Python syntax in Lisp and Scheme
Alex Martelli
aleax at aleax.it
Sat Oct 4 14:06:17 EDT 2003
Lulu of the Lotus-Eaters wrote:
> grzegorz at pithekos.net (Grzegorz Chrupala) wrote previously:
> |shocked at how awkward Paul Graham's "accumulator generator" snippet is
> |in Python:
> |class foo:
> | def __init__(self, n):
> | self.n = n
> | def __call__(self, i):
> | self.n += i
> | return self.n
>
> Me too.

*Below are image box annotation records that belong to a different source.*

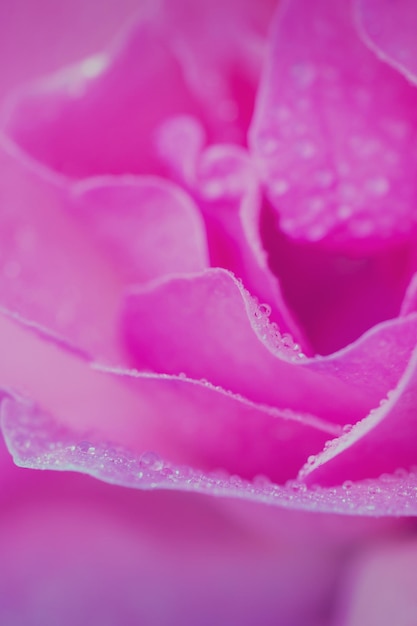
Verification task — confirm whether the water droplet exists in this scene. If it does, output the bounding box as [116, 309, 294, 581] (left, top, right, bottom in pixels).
[286, 480, 307, 493]
[80, 54, 107, 78]
[77, 441, 96, 454]
[139, 450, 164, 472]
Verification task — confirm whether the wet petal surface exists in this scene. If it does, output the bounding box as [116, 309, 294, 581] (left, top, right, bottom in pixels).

The way I'd do it is probably a lot closer to the way Schemers
> would do it:
>
> >>> def foo(i, accum=[0]):
> ... accum[0]+=i
> ... return accum[0]
> ...
> >>> foo(1)
> 1
> >>> foo(3)
> 4
>
> Shorter, and without an awkward class.
There's an important difference: with your approach, you cannot just
instantiate multiple independent accumulators like with the other --
a = foo(10)
b = foo(23)
in the 'class foo' approach, just as in all of those where foo returns an
inner-function instance, a and b are now totally independent accumulator
callables -- in your approach, 'foo' itself is the only 'accumulator
callable', and a and b after these two calls are just two numbers.
Making a cookie, and making a cookie-cutter, are quite different issues.